I didn't read the article on Tarot because it didn't interest me. Maybe the IJA should just steer clear of any articles that refer to religion. There will always be varied beliefs and ways of worshiping. But for the record, there is only one way - Jesus Christ.
Other comments: Juggler's World is a family magazine, so the publication should not display nudity or use bad language.
I'd also like to comment on Barrett Dorko's article. It was OK, but what about us women? My point is... Why ask why? Let's just juggle because it's fun. Who cares about the reasons we do it or if it is related to religion or something from childhood or some intellectual rationale. We enjoy doing it for ourselves and that's all we should really care about. We should be using our time and energy to help other jugglers and further our art by spreading the joy of juggling by every means - by our own juggling, verbally and on the printed page.

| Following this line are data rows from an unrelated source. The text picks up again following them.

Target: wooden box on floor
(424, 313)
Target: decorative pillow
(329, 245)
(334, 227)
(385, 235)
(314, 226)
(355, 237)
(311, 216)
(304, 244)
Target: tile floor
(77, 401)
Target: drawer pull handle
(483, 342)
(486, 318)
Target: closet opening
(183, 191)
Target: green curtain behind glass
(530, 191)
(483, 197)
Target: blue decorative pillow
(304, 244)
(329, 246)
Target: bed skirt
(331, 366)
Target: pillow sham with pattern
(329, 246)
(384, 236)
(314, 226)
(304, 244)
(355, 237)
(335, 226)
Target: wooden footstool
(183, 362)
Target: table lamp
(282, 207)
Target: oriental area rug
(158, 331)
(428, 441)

Every year in Juggler's World we are treated to a poetic review of Cirque du Soleil. Perhaps review isn't the right word. How about "gush?" Granted the Cirque has talented, entertaining performers and I'm sure the well-heeled audiences who populate their tent feel they got their $50 worth. (But wouldn't set foot in the open-aired Pickle Family Circus or the grubby mud shows that pass through town.) I mean, where else outside of Vegas can you get so many fog machines?
It seems as if Juggler's World is turning into another circus "fanzine." Everybody is great. Everybody is talented. If there's a juggler anywhere at any time he or she must be incredible! That's what one understands from any "review" in Juggler's World.

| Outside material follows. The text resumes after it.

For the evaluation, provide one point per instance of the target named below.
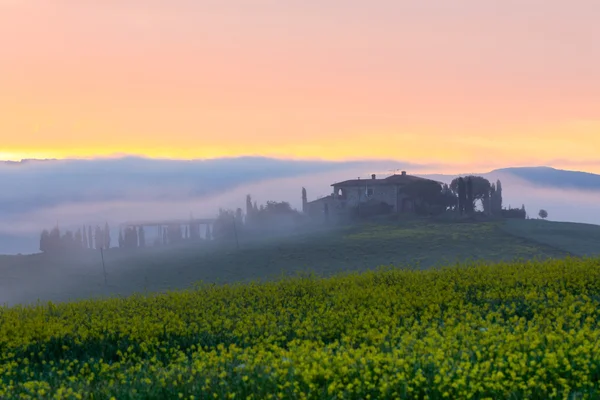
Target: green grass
(575, 238)
(418, 243)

Are there not some poor performers in the world? Lifeless? Cliched? Unentertaining?
I know the IJA was created to support jugglers, but I hope there is room in the organization for we cynical members who love juggling and the performing arts enough to criticize it occasionally. Are you reviewing shows or quoting their publicity kits?
San Francisco, California
A devoted juggler passed away in February. When I started the Charlotte Jugglers Association in 1979, Mike Roth watched from a distance. It was many weeks before he summoned the courage to approach our little pack of oddballs and find out more about what we were doing.
Mike was in his 40s, mildly retarded, and only able to move his arms in a very rigid manner. It took him more than three years to learn how to juggle three balls. I was amazed when he mastered four balls a few years later, and have no doubt that, had he lived long enough, he would have fulfilled his dream of juggling five.
Mike could be seen in Charlotte parks on most any days practicing, his laundry bag of props by his side. He would look at his hands and talk to himself for 30-45 seconds before tossing his rubber balls in the air. He was a devoted and patient student. At first, he would ask the same question over and over - which ball should be thrown first, second and third? I would explain over and over, and watch his mind slowly grabbing hold of the pattern as hours turned into days, days into months and months into years.
But Mike could see progress and his determination never faltered. And neither did his childlike fascination as he watched those of us who juggled near and with him. We learned from him that with time any trick can be mastered.
For the last 12 years of his life, juggling gave this man a focus, a challenge and a sense of achievement. A brain tumor killed him. I will always remember him as someone who truly was an amazing juggler. May he rest in peace.